ST. LOUIS — There are people with vision in St Louis. People able to see the potential of something instead of what’s on the surface.
St. Louis businesswoman Maxine Clark is one of those people. She may be known as the founder of Build-A-Bear Workshop, but she now has a divine vision for Delmar Boulevard. And she believes that sometimes life can lead you to the right place.
“It was fate,” Clark told 5 On Your Side.
She made a turn down a road that was less traveled by her.
“Sometimes a car takes you to interesting places,” Clark said.
One of those times, the interesting place was the old St. Luke’s Hospital on Delmar.
“Great building; I looked at it and it’s huge,” she said.
She now has an idea for a huge rebuild, something she said would be “very, very doable.” She wants to bring new life to the neighborhood by renovating the 116-year-old hospital.
“Many, many people told me, in the neighborhood and all over St Louis, ‘I was born in St Luke’s.’”
The rebirth is what she calls “Delmar DivINe” – a place to help close the “divide”.
Delmar Boulevard is also commonly referred to as "The Delmar Divide," and it is seen to some people as the long-standing symbol of the racial and socio-economic division in St. Louis.

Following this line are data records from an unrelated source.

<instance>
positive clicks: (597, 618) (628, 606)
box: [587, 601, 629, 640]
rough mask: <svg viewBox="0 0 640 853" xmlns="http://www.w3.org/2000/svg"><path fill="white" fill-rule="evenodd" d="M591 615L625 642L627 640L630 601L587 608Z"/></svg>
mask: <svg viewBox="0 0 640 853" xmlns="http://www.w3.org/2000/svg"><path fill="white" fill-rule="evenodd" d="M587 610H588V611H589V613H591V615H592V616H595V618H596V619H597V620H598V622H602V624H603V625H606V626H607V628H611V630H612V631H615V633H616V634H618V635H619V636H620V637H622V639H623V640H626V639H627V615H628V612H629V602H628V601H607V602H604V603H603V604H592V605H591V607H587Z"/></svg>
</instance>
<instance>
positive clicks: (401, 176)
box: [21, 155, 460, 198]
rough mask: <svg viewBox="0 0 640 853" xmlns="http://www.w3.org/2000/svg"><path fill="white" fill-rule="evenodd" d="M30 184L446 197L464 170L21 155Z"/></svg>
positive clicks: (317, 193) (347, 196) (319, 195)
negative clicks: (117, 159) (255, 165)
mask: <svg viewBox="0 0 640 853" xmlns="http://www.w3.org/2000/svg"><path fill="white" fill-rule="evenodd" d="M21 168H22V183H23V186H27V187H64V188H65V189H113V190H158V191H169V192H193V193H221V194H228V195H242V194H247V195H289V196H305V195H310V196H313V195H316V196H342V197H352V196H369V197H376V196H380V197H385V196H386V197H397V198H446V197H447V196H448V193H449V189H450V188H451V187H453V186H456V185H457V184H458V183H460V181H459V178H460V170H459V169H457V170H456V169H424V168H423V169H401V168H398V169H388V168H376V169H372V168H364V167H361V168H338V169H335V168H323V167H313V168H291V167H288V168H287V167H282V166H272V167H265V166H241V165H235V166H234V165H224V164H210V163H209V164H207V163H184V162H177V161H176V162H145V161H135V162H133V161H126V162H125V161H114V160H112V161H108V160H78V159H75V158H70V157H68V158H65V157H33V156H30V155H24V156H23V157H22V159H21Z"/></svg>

“I was thinking a lot about the divide and what makes something a divide. I looked at the word even and it was just the letter ‘D’. What could we do to change that word? IN, I-N makes it about investment and innovation,” she explained.
It will eventually become an area for nonprofits to work together, similar to the Cortex innovation area. There will be shared spaces to collaborate.

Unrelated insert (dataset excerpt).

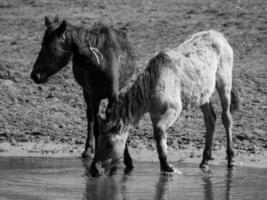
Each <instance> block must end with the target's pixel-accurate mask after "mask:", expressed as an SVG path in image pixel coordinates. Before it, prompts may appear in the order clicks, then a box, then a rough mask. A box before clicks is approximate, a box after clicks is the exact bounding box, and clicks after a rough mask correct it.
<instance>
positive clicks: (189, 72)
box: [91, 30, 239, 176]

“All of the nonprofits in the community, we hope to be a hub,” she told 5 On Your Side.
The community also will have housing. Clark’s plans call for having space for 1,000 people to live and work in the building, converting something that could have been an eyesore in an hub for helping others. But she’s not rushing the change.
“A delicate process of renovating it and reimagining it,” she said.

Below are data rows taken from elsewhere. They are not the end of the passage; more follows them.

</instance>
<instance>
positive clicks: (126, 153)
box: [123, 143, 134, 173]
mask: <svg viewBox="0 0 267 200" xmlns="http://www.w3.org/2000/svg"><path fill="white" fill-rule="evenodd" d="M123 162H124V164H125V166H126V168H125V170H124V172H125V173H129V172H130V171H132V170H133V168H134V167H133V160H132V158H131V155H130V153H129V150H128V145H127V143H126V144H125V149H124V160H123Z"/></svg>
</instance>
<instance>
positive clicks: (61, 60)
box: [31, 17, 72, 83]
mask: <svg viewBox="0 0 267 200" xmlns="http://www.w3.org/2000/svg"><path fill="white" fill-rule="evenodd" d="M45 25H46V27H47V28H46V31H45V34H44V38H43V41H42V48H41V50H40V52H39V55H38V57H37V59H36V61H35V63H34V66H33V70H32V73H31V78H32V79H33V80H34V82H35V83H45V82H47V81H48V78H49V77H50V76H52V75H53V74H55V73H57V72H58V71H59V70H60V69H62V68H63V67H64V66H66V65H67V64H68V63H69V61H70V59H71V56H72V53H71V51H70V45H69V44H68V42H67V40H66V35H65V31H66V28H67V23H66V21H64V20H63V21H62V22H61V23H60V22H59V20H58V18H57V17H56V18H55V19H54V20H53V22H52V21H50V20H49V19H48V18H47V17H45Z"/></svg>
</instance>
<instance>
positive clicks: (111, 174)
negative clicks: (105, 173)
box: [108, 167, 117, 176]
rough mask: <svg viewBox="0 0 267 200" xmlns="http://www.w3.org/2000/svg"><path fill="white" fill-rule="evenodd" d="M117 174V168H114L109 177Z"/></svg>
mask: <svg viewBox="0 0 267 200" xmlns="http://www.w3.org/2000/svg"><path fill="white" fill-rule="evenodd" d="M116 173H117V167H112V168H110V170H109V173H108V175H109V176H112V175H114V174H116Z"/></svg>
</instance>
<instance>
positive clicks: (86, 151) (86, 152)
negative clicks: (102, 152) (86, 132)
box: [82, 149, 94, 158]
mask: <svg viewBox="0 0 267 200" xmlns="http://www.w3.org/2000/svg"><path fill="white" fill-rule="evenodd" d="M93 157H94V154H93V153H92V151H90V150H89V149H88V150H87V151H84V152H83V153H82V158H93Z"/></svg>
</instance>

Clark believes it will be a place that the neighborhood can be proud of.
“The neighbors want it to be special. They don’t want it to be a junk heap,” she said.
The innovator sees her project as the beginning to restoring the area to what it used to be.
“Delmar had everything on it,” she recalled. “I think you are going to see some great things coming from this area. They’ve already started.